10 Replacement Hard Rock Singers That NAILED It (Or Just Didn't Fit)
6. Johnny Solinger - Skid Row (Never Quite Fit)
Skid Row arrived at the end of the 80s hard rock revolution, with their 1989 self-titled debut instantly propelling them into the big time.
Their follow up album Slave To The Grind cemented their success in 1991, and huge world tours followed with the likes of Guns N Roses and Pantera. Guitarist Dave ‘Snake’ Sabo and bassist Rachel Bolan had formed the band and wrote the songs, but it was the louder than life front man Sebastian Bach who became their talisman.
By the mid-1990s his antics were grating on the rest of the band who appeared to be resentful of his popularity.
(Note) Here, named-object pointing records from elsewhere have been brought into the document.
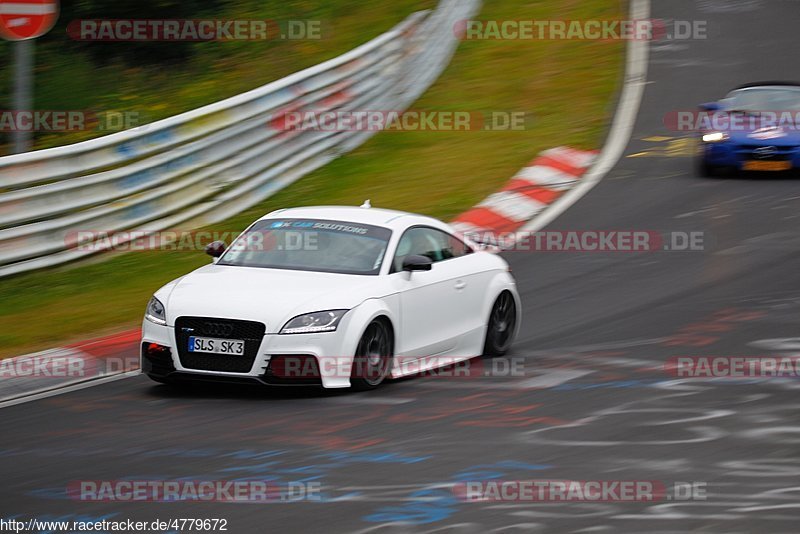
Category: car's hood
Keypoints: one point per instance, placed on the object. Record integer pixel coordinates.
(272, 296)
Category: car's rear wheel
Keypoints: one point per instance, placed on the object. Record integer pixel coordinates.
(373, 356)
(502, 325)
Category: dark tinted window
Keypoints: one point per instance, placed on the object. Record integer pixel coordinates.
(428, 242)
(311, 245)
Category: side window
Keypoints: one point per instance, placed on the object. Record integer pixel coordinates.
(428, 242)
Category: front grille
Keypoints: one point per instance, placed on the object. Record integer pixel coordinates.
(250, 331)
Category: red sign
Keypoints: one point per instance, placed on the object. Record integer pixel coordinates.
(26, 19)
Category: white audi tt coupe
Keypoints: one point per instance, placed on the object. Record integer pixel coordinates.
(332, 296)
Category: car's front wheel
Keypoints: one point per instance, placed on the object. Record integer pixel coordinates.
(502, 325)
(373, 356)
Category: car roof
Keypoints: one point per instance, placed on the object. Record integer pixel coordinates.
(373, 216)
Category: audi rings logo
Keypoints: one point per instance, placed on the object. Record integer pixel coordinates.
(765, 152)
(217, 329)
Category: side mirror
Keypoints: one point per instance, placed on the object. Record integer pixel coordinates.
(710, 106)
(417, 263)
(216, 249)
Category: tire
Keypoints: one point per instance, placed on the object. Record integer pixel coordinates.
(373, 356)
(502, 325)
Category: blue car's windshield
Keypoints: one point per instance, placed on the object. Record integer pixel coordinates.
(310, 245)
(764, 99)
Trouble often seemed to follow, and after a lukewarm reception to their third album Subhuman Race in 1995, tempers flared on the subsequent tour and Bach was fired.
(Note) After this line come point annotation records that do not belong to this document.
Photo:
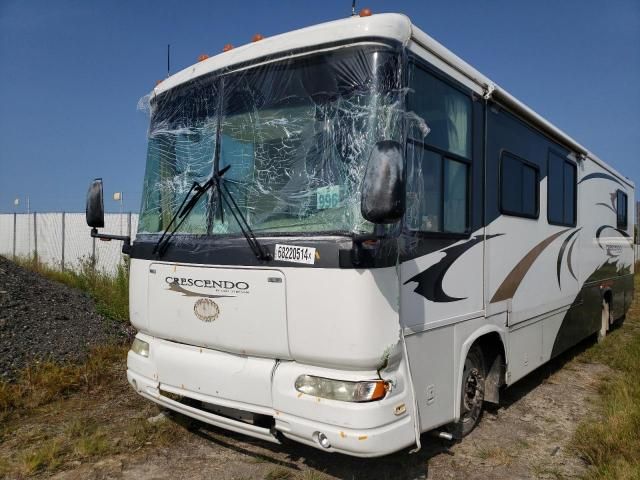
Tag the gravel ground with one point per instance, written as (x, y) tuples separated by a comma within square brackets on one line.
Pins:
[(45, 320)]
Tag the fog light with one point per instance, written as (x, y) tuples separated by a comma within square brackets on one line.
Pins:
[(140, 347), (322, 439)]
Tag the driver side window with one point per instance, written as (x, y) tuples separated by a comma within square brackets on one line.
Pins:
[(438, 166)]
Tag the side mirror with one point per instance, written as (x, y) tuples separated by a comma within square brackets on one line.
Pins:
[(95, 205), (383, 187)]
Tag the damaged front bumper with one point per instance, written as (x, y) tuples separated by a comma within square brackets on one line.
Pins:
[(257, 397)]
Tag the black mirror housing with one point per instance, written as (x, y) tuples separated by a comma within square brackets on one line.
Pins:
[(383, 188), (95, 205)]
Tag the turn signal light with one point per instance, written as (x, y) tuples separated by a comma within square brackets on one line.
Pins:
[(342, 390)]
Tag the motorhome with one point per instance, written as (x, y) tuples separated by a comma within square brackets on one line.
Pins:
[(349, 237)]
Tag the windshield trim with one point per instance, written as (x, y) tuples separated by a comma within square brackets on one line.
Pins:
[(281, 56), (219, 77)]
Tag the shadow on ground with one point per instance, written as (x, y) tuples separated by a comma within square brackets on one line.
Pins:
[(400, 465)]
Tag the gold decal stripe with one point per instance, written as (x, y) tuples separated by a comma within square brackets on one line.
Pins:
[(511, 283)]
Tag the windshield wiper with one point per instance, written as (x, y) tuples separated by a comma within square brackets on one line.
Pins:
[(223, 192), (258, 250), (185, 208)]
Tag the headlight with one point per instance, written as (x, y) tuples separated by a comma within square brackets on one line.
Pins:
[(140, 347), (342, 390)]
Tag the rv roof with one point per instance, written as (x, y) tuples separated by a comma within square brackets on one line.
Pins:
[(391, 26)]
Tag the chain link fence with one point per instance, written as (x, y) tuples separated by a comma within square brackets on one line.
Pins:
[(63, 240)]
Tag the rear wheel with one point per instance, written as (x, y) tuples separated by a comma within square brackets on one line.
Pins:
[(472, 394)]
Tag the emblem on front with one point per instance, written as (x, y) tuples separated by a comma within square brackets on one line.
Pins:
[(206, 310)]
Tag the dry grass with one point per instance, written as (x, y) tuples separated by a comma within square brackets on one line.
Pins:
[(111, 293), (610, 441), (57, 416), (278, 473), (45, 382)]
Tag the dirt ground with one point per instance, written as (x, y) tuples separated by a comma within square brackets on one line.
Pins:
[(527, 437)]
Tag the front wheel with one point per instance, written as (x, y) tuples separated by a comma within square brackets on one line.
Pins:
[(605, 322), (472, 392)]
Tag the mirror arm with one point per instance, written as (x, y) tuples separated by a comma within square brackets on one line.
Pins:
[(126, 246), (359, 239)]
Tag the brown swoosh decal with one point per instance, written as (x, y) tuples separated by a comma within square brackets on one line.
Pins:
[(569, 262), (174, 287), (510, 284)]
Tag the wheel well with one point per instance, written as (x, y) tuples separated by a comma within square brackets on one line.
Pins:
[(494, 357)]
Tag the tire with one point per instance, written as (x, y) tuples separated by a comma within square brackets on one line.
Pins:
[(471, 392), (605, 323)]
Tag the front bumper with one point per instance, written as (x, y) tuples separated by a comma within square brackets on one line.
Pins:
[(239, 383)]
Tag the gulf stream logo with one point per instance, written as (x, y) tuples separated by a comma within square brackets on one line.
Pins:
[(206, 310)]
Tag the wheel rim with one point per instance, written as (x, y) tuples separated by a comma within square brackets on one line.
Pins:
[(473, 395)]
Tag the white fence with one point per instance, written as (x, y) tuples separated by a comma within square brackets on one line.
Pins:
[(62, 240)]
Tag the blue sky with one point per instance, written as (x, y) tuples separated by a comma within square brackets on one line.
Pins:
[(73, 71)]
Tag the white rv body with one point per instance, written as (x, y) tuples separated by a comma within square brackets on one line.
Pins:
[(234, 337)]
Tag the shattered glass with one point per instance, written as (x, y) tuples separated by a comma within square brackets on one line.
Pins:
[(296, 133)]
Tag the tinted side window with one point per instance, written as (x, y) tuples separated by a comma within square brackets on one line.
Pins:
[(621, 208), (561, 191), (446, 110), (437, 191), (519, 181)]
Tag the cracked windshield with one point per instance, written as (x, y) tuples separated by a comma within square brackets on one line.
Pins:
[(296, 135)]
It took until 1999 before Skid Row announced they had hired Johnny Solinger and began touring again, and it took a further four years before they released another album, Thickskin.
They followed up in 2006 with Revolutions Per Minute, but the music they were making with Solinger would never see them reach the heights of success they had achieved with Sebastian Bach a decade earlier.
Johnny Solinger would eventually leave the band in 2014 having been with them twice the length Bach was. But to this day if you think of Skid Row, you think of their earlier hey-day, and everything since is unfortunately a little forgettable.